Robert Bruce gives his take on the ideas and contributions made at the Roundtable event, ‘Towards Integrated Reporting: Communicating Value in the 21st Century’, held in London on the 15th December 2011. This was the last of some twenty roundtable events held around the world in 2011 on the way ahead for integrated reporting and coincided with the deadline for responses to the the International Integrated Reporting Council’s Discussion Paper on an integrated reporting framework.
If anyone wanted an example of the simple things that integrated reporting can do for organisations they would only have had to have listened to one minute of the London Roundtable. This was when Professor Mervyn King, the Chairman of the International Integrated Reporting Council, read out some brief comments from Vodacom, the South African subsidiary of Vodaphone, which has just produced its first report under the principles of integrated reporting. It had gone well. There had been enthusiasm. People said that they for the first time in ages they had actually been excited at producing the annual report. What they had done initially was form an integrated reporting committee with representatives from all the business streams in the company. And this was where the remarkable insight occurred. ‘Remarkably’, the comments concluded, ‘some of us had never sat around the same table before’.
That, in a nutshell, points to where the integrated reporting revolution is leading. The old days of the financial report being the closed zone of the accountants and the exclusion of much of the rest of the information which investors and users need are coming to a close. And this connecting up of people as well as the information came through in the roundtable discussions over and over again. ‘Companies’, said one member of the discussion, ‘have found that integrated reporting has broken down the silos. People started talking to each other. It begins to create integrated management thinking’.
And that brings more than just a greater collective understanding. It produces savings. The same person pointed to how several companies have started producing a simple 120 page report with a CD in the back. Lord Sharman, the Chairman of insurance giant Aviva, pointed to some of the savings it had made. ‘Our IT technology represents 40% of our energy bill’, he said. And, as a result of people being able to see clearly how impacts right across the organisation could be identified and acted upon, actions become obvious. ‘We recently saved £.5 million by implementing a very simple bit of technology to power down our computers at night’. That had come from the same process – a mixture of input from different teams connecting across the business.

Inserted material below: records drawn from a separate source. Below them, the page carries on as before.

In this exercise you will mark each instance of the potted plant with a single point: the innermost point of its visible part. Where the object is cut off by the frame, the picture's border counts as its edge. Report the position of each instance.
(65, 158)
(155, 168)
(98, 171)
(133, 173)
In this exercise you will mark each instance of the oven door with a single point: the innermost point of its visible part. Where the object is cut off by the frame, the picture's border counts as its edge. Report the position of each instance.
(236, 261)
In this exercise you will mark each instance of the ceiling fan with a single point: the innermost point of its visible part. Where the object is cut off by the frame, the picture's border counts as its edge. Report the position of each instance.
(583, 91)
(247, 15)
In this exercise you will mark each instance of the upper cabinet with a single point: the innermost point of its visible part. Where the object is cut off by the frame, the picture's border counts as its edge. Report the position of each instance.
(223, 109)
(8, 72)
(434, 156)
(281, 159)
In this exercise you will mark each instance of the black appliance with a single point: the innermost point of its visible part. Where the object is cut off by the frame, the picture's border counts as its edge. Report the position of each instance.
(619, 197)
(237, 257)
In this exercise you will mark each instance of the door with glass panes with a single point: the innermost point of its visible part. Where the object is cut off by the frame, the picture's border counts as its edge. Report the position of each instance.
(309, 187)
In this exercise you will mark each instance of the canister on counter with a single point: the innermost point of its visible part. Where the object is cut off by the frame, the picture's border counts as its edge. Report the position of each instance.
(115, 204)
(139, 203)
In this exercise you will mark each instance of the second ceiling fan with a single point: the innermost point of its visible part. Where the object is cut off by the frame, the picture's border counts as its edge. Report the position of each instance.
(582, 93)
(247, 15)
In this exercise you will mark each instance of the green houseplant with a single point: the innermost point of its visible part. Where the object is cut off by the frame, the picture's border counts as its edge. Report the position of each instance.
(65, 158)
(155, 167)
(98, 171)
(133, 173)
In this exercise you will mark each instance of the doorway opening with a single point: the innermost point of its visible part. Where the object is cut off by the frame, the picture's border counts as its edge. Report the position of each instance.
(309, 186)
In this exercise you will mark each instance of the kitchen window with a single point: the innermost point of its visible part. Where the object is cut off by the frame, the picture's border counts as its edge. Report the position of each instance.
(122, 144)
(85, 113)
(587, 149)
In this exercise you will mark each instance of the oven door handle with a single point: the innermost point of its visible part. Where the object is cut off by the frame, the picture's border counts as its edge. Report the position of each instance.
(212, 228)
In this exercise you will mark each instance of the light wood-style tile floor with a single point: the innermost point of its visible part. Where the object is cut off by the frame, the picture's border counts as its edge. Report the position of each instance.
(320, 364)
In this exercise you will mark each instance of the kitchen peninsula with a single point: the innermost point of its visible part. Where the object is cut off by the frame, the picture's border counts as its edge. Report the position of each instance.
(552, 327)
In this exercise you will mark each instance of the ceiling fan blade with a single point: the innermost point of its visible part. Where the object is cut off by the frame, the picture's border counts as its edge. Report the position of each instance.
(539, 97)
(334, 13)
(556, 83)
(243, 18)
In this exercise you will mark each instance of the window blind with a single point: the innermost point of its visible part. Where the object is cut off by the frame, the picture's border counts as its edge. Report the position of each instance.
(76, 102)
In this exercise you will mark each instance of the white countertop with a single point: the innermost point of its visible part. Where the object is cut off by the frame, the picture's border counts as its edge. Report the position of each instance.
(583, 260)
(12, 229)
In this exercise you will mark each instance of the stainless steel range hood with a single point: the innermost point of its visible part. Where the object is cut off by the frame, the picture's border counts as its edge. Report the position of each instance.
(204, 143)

But there was agreement that integrated reporting needs to reach out to more people across the business spectrum to enable its impact to touch the larger issues in business. Christy Wood, Chairman of the International Corporate Governance Network, pointed out that the analyst community was slow to move and tended to exhibit a herd mentality. The changes were coming, though she apologised for US business being further behind than most countries. But she pointed to some bright signs. CalPERS, the giant Californian pension fund, had recently run a workshop on the idea of incorporating environmental, social and governance factors into the investment process of all asset classes. ‘It is’ she said, ‘very important to communicate the idea that integrated reporting is mainstream’. Others pointed out that integrated reporting is now part of the South African Code of Responsibility. The trustees of pension funds are charged with the need to look at long-term sustainability. And, from January 1st 2012, trustees could be sued if they do not do this.
This seems to be emerging as another pressure to ensure that integrated reporting becomes mainstream. There is logic here, as Mervyn King made plain in his opening remarks. The existing financial reporting model, International Financial Reporting Standards, (IFRS), as he pointed out, is a rear-view mirror. There is nothing there to inform users about sustainable value creation. And that was the key. He suggested there were two great challenges in the world today – financial stability and sustained value creation by business. You couldn’t have one without the other.
A system of integrated reporting also answered much of the popular concern, as dramatised by the Occupy Wall Street movement and the St Paul’s Cathedral camp in the UK. ‘They are saying the operation of companies and society isn’t working’, he said. Integrated reporting enables business to show the outside world that they are operating as good corporate citizens. As Lord Sharman put it: ‘People don’t want more information. They want better information’.
Robert Bruce is a journalist and serves a Committee Member on The Prince’s Accounting for Sustainability Project (A4S).